Phoebe: She may have been typically naive at the outset (though I ascribe extra naivety points to anyone who can seriously utter the phrase "my global justice hero"), but I think she entered plain fool territory by publishing the Thought Catalog complaint, which turns her naivete into a public charge of crime, and then confirmed her residency in the land of fools with that second blog post about how she is a sneaky detective, "pretending" to continue her affair (by actually continuing it!) in order to gather evidence. Now it's like a public comedy of jilted lovers, obe in which neither of the characters is at all sympathetic.

Andrew Stevens said...

I don't offer Cheever-as-scientific-demographer, only as chronicler of mid-century life. This is in support of your point that the objects of suburban people's affairs would likely be other married suburban people, not underage girls (although that almost happens in one story...). It doesn't mean that affairs were the norm.

Yes, totally fair. I was already convinced I was being even more contrarian than usual today. Mea culpa.

CW said...

I've been surprised the last few years by how many otherwise very intelligent women I've known who claimed to believe lies told to them by married men about their wives ("she won't even touch me any more," "I'm in the process of leaving her, I just need to find the right time to tell her," "we have an agreement," etc.) Not that those things couldn't happen, but does it make sense to take such statements at face value? Ultimately, though, I've decided this phenomena isn't mostly about being naive. I think sexual desire and, in some cases, loneliness are the key factors. People can believe or pretend to believe all sorts of things if it will let them explain to themselves or others why it is okay for them to sleep with someone they find attractive.

Britta said...

CW: yes, that's been my experience. A woman in my grad program had an affair with my ex (which sadly is only one of the many reasons he's my ex, and not the primary one).

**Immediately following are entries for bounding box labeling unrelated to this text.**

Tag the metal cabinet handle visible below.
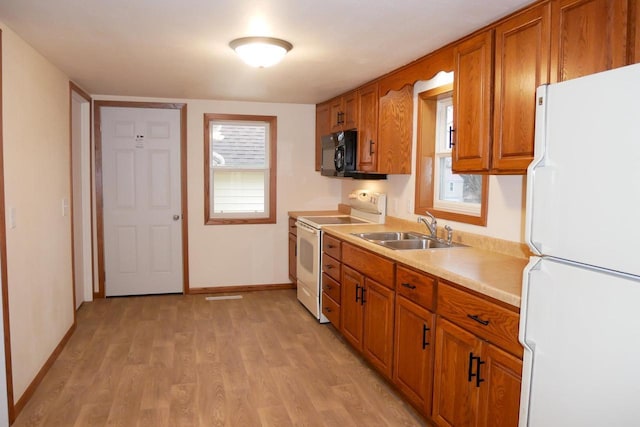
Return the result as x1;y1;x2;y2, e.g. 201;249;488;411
467;314;489;326
422;324;431;350
467;352;485;387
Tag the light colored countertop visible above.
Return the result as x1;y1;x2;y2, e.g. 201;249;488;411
287;210;346;219
322;222;527;307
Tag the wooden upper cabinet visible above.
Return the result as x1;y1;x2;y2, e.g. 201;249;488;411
316;102;331;171
551;0;629;82
451;30;493;173
357;83;378;172
372;85;413;174
491;3;551;173
330;90;358;132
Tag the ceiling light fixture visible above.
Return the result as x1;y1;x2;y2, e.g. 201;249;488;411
229;37;293;68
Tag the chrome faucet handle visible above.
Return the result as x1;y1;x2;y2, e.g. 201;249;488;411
444;225;453;246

I discovered the affair through emails, so there's a fairly extensive paper record. I haven't spoken to this woman in years, but from what I gather she is basically pretending like the affair never happened (AFAICT, she claims consensual sex involving an open relationship in which I agreed to allow them to have sex), and the biggest problem is I violated her privacy by telling other people about her romantic life. I was shocked at first, but thinking about it I realize the level of delusion otherwise smart people will go through to justify their behavior to themselves is pretty infinite. In fact, the smarter you are, the better you are at creating justifications or rationalizations for otherwise stupid or repugnant behavior. I know I am guilty of such for staying with my ex as long as I did. But, to use this same person as an example, one of the last things I knew about her was that she was desperately lonely and unhappily single. I don't know if she's found someone now, but certainly her methods of finding love were pretty counterproductive.

It's funny, because I can understand her motives far more than my ex's. If she hadn't handled the whole thing so terribly poorly, I would find it easier to forgive her than him, except that she's decided to deal with a pretty human mistake like acting like a total psychopath. I imagine this sort of behavior is what led to her being desperately lonely in the first place.